Airbnb’s SmartStack (deprecated). A clever pre-mesh design: Nerve registered services to ZooKeeper, and Synapse on each host watched ZooKeeper and rewrote local HAProxy configs. Apps talked to localhost:port via HAProxy. It was a sidecar pattern before sidecars had a name. Airbnb retired it as Kubernetes and Envoy made it redundant — but it’s the clearest historical example of why the mesh model won.
HashiCorp Consul at scale. Consul scales by federating: each datacenter runs its own Consul cluster, and they gossip. Cross-DC service lookups are first-class. Big shops — Roblox, Cruise, Cloudflare — run Consul as the source of truth for tens of thousands of services across many datacenters and clouds. Consul Connect adds mTLS and an Envoy sidecar, turning Consul into a full mesh.
Kubernetes’ built-in discovery. The default for new systems. The kubelet, kube-proxy, and CoreDNS together implement registration, health, lookup, and load balancing without any third-party software. Service of type ClusterIP gets a stable virtual IP backed by iptables/IPVS rules; CoreDNS resolves the service name to that VIP; kube-proxy round-robins to the current pod IPs. It’s not the most flexible system, but for “I just want service A to call service B”, it’s zero-friction.
AWS Cloud Map + ECS Service Discovery. The managed-AWS equivalent. ECS tasks auto-register into a Cloud Map namespace; Cloud Map keeps Route 53 records (or instance attributes for an API-based lookup) in sync. Pairs naturally with App Mesh or Service Connect when you want sidecar-style discovery without running Istio yourself.
Best Practices
The short list
- Use names, never IPs. Anywhere a hostname can go, put a hostname. Reserve IPs for the registry itself and a handful of cluster-bootstrap addresses.
- Cache the registry locally. Every client (or sidecar) should keep a local copy and route from it. Treat the registry as the source of truth, not as a request-time dependency.
- Use stale data over no data. If the registry is unreachable, route from your last known good list. A wrong route is recoverable; no route is an outage.
- Probe the things that matter. A liveness check that returns 200 unconditionally is worse than no check. A readiness check that fails on every minor downstream blip causes stampedes. Tune both.

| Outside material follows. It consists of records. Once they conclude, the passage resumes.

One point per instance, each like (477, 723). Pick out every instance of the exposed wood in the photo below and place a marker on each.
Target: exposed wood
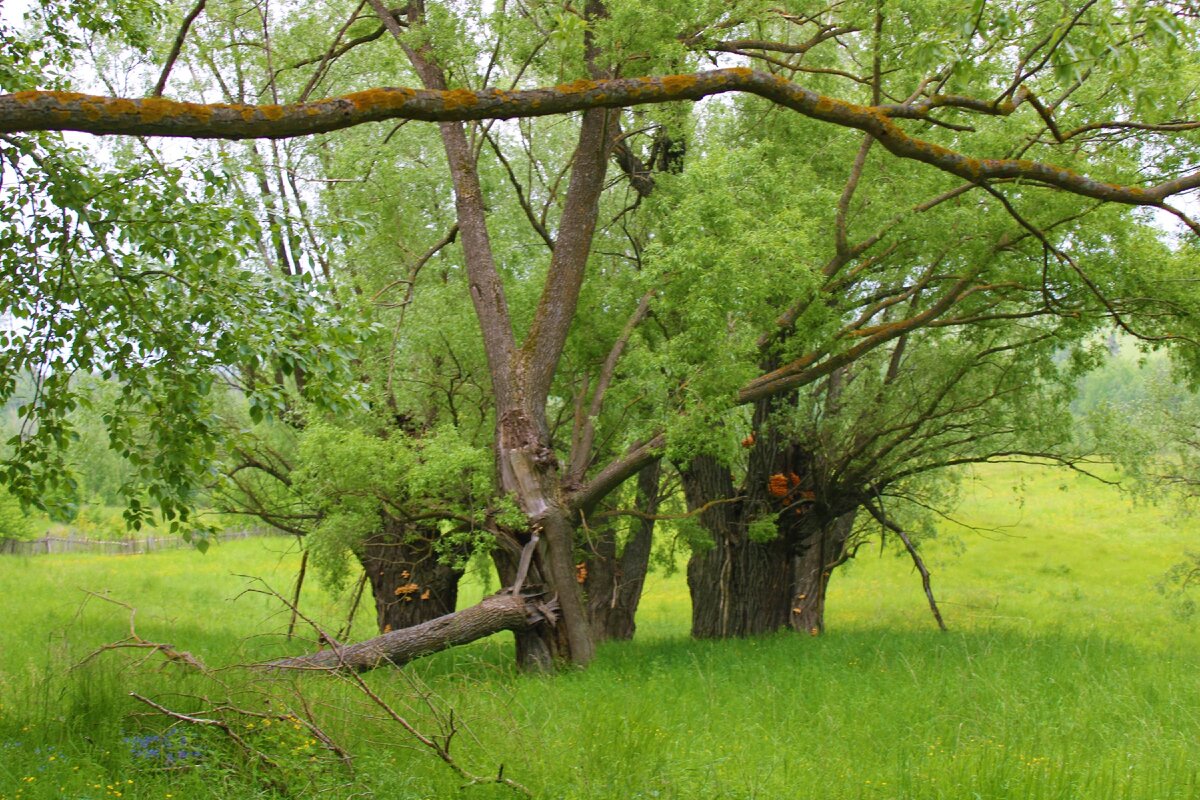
(501, 612)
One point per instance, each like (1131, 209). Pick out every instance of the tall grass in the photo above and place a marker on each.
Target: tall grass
(1065, 675)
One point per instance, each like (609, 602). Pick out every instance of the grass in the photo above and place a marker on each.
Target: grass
(1065, 675)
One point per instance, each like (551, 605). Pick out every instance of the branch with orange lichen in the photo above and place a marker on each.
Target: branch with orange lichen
(53, 110)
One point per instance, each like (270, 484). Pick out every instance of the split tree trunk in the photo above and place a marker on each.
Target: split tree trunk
(613, 581)
(408, 582)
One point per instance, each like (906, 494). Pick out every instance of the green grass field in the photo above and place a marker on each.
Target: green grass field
(1066, 674)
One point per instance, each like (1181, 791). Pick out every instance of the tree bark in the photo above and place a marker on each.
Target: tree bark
(408, 582)
(501, 612)
(613, 581)
(738, 587)
(816, 559)
(535, 645)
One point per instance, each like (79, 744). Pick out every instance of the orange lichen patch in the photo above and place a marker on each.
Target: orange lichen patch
(459, 98)
(34, 96)
(371, 98)
(678, 83)
(575, 86)
(91, 110)
(154, 109)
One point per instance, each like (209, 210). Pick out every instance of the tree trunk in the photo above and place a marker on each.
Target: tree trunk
(738, 587)
(407, 581)
(613, 581)
(816, 559)
(501, 612)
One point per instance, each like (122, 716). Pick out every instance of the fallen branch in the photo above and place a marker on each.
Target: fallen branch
(501, 612)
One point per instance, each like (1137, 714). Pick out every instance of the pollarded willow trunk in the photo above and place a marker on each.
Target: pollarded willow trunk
(739, 587)
(816, 559)
(613, 579)
(408, 582)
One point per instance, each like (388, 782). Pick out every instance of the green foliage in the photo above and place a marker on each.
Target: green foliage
(358, 481)
(15, 523)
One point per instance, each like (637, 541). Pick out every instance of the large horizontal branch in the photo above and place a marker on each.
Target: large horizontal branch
(53, 110)
(499, 612)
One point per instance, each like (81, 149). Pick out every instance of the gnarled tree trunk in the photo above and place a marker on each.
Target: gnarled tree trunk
(738, 587)
(814, 563)
(408, 582)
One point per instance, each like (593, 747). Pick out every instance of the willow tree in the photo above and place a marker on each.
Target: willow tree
(1035, 130)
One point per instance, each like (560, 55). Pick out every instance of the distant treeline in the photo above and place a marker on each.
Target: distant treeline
(52, 545)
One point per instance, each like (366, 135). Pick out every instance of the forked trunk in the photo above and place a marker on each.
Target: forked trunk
(408, 582)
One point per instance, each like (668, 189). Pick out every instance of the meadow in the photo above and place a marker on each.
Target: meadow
(1065, 674)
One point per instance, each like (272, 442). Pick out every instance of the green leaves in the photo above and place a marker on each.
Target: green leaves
(136, 275)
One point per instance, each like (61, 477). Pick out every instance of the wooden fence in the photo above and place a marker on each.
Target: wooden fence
(54, 545)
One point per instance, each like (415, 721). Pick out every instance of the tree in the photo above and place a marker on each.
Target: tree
(1021, 113)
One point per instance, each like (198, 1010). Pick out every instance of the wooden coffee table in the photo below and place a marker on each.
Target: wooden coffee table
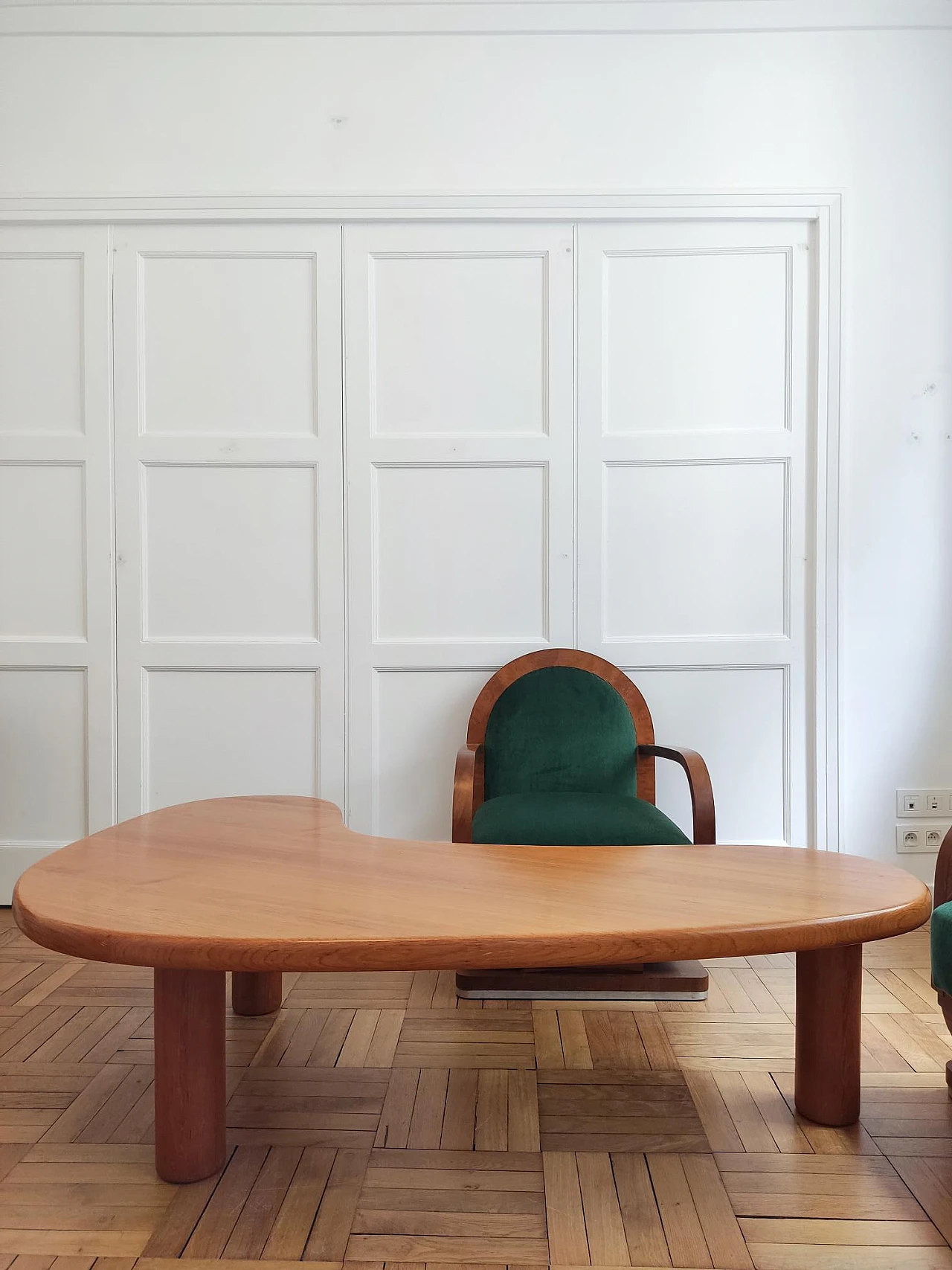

- Three replicas of the registry, minimum. Across AZs. Use Raft-based consensus for anything strongly consistent. Run chaos tests against losing one of them.
- Pick the load-balancing algorithm to match the workload. Round-robin for stateless and uniform; least-request for HTTP/2; consistent hashing for cache locality; zone-aware for cost.
- Pair discovery with resilience patterns. Discovery tells you where to send the request. Circuit breakers, retries, and timeouts handle what happens when you get there. Both layers are mandatory.
- Default to the mesh. If you’re building greenfield on Kubernetes, use the built-in discovery and add Linkerd or Istio when you need policy. Don’t roll your own client-side library unless you have a very specific reason.
The single most useful sentence about discovery
Service discovery is not a feature you add — it’s a property of your deployment system. The day you stop being able to find services is the day you stop being able to operate services. Build the discovery layer with the same care you’d build the database, because functionally it is one.